A panel on whether or not ontology is needed to achieve a collective vision for the semantic web was held on Tuesday at the International Semantic Web Conference (ISWC 2009) near Washington, DC. For most of the panelists the question was rhetorical. But there were a few interesting points made, including that machine learning of ontology is one extreme of a spectrum that extends to human authoring of ontology (however authoritative or coordinated). Nobody on the panel or in the audience felt that the extreme of human authored ontology was viable for the long-term vision of a comprehensively semantic and intelligent web. It was clear that the panelists believed that machine learning of ontology will substantially enrich and automate ontology construction, although the timeframe was not discussed. Nonetheless, the subjective opinion that substantial ontology will be acquired automatically within the next decade or so was clear. There was much discussion about the knowledge being in the data and so on. The discussion had a bit of the statistics versus logic debate to it. Generally, the attitude was “get over it” and even Pat Hayes, who gave a well-received talk on Blogic and whom one would expect to take the strict logic side of the argument, pointed out seminal work on combining machine learning and logic in natural language understanding of text.

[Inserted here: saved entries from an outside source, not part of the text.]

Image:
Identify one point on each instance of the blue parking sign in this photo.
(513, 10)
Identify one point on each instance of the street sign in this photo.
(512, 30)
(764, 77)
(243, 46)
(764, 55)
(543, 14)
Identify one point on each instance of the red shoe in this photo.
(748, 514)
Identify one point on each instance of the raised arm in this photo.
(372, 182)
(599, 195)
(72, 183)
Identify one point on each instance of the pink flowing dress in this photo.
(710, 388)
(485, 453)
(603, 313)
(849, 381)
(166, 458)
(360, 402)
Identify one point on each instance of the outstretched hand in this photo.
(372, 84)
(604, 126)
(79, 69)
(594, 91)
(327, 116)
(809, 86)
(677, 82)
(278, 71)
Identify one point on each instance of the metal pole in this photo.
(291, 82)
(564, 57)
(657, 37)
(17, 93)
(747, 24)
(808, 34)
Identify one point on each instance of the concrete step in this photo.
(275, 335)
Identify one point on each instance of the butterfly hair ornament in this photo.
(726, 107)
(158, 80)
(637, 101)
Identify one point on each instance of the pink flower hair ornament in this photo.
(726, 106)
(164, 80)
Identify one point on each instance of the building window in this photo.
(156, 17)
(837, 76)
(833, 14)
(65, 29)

David Karger of MIT’s AI lab challenged the panel from the audience by asserting that the data people posted on the web is much more important than any ontology that might define what that data means. This set off a bit of a firestorm. There was consensus that data itself is critically important, if not central. For the most part, panelists were aghast at the notion that spreadsheets of data would be useless to computers unless the meaning of its headings, for example, were related to concepts defined by reference to ontology those computers understood.
With respectful deference, the panel and audience yielded. Sir Tim Berners-Lee took the floor.

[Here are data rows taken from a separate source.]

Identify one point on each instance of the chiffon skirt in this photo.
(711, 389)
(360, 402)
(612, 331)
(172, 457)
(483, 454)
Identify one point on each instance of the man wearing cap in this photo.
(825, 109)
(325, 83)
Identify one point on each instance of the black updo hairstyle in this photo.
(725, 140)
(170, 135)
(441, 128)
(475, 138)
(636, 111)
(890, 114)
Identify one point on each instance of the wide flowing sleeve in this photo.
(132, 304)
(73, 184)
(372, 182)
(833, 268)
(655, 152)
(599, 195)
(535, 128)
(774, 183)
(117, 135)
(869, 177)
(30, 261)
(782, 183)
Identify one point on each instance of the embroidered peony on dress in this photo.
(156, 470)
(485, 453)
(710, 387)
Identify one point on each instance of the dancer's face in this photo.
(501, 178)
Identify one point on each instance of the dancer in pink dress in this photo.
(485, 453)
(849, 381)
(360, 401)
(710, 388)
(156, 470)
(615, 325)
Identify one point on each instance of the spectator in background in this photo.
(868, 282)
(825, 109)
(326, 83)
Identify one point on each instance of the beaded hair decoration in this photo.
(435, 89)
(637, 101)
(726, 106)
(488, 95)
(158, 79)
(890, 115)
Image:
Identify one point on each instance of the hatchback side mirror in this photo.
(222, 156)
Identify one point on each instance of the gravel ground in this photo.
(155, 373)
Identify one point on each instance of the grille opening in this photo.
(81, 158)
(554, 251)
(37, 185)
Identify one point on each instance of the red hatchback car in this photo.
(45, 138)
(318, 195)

The issue of semantics briefly faded from the discussion. Utility seemed to be the crux of the matter. Sir Tim illustrated how even the smallest bit of semantics (i.e., meaning by reference) added to a spreadsheet allowed others to quickly and incrementally, almost continuously add value to published data. He did this by way of example, discussing mash-ups of bicycle accident, traffic, and map data by different people over the course of a day or so after someone first published the bicycle accident data. Most interesting to me, however, was his concluding point: simply identifying what something is by reference to an existing semantic web concept makes data much more immediately consumable, useful and valuable. For example, simply identifying that a column is a longitude using RDF adds a lot of value. Yes, I realize mash-ups are old, and linked data is well known, but his point was delivered in such a straightforward and compelling manner that the argument simply passed. He put a lot of experts eyes back on the ball.
Sir Tim reiterated this point an hour or so later at a meet-up of meet-ups. His consistent, critical point was that lightweight use of ontology realizes a great deal of value. Simply using RDF to anchor the semantics of linked data, without substantial ontology development, makes data much more useful to humans. And with regard to enterprises, he discussed how eleven (yes, he said 11) different concepts are enough to address most of the semantic needs of various enterprises (i.e., their relational database models). Of course, they will receive more value from reusing existing ontology, extended according to their needs. His point was that the small step of simply linking data with open web semantics using only the most widely adopted RDF identifiers is a huge step forward for the semantic web and the benefits its technologies can bring to individuals and enterprises. Full-fledged ontology is important for deeper functionality and long-term visions, but simply using concepts from existing ontology can be a huge step forward.